The key focus of treatment is to stop addicted individuals succumbing to the intense drug cravings on exposure to “drug cues”: anything that evokes drug memories eg places or people associated with their methamphetamine use. The treatments based on CBT aim to alter the individual’s response to drug cues but the igniting of these intense cravings is outside of conscious control. A more effective treatment strategy is to weaken the intensity of drug cravings with anti-craving medication.
Baclofen is a strong candidate for methamphetamine addiction treatment due to its proven effectiveness in suppressing drug cravings for cocaine, another stimulant drug which, like methamphetamine, acts via the dopamine reward pathways of the brain. A 2014 study on cocaine addiction used functional MRI (fMRI) to objectively study the brain activation patterns in cocaine addicts in response to cocaine associated images (drug cues). The subjects treated with baclofen showed a dramatic and specific suppression of activation of the brain’s reward pathways compared to the placebo group. This provides a mechanistic explanation for the clinical effectiveness of baclofen in suppressing cravings for and the use of cocaine in addicted individuals. The study proposed in this application will reproduce the fMRI/cocaine study in 18 methamphetamine addicted subjects to test the effectiveness of baclofen (vs placebo) in suppressing reward pathway activation in response to methamphetamine drug cues. If baclofen is effective, it would provide the foundation for clinical trials of baclofen therapy combined with standard CBT treatment for methamphetamine addiction.
This study seeks to rapidly establish if baclofen has an anti-craving action in the methamphetamine addicted brain. A positive result will accelerate baclofen treatment being adopted into current treatment programs for methamphetamine addiction with the aim of increasing durable abstinence rates.

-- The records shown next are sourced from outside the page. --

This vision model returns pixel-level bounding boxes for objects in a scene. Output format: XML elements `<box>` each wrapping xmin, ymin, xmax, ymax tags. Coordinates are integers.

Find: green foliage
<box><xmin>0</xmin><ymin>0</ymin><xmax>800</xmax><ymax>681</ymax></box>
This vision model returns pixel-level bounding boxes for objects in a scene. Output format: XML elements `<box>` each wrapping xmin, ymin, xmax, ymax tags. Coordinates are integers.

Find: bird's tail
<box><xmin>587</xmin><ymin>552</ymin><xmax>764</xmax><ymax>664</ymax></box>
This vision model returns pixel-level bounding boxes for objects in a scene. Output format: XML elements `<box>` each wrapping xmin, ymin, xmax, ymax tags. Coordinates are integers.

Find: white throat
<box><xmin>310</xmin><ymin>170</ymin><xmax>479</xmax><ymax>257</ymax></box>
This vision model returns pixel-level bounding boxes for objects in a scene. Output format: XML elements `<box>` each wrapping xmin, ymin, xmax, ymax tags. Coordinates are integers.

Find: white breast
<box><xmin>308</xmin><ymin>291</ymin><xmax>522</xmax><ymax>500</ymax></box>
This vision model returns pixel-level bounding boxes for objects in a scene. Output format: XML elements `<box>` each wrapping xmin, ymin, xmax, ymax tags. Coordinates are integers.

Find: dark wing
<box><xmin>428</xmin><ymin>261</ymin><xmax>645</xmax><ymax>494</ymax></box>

Feasibility, consumer acceptability and behavioural outcomes associated with take-home fentanyl test strips among people who use heroin

01 Sep 2020; HREC approved; Recruiting

Dr Rachel Sutherland  +61 416779889  rachels@unsw.edu.au


University of New South Wales

National Centre for Clinical Research on Emerging Drugs


The primary aim of this project is to examine the feasibility, consumer acceptability and behavioural outcomes associated with take-home fentanyl test strips (FTS), providing an evidence base for implementation and expansion across services in Australia.
People who use heroin (n=80) will be trained in how to use FTS to test their heroin (or other illicit substances) for the presence of fentanyl, and how to interpret the results, Upon completion of the training, participants will complete a short baseline survey, and be given ten strips to take home and use as they wish. Participants will be followed-up four weeks later to assess uptake and consumer acceptability of the strips, as well as associated behavioural changes.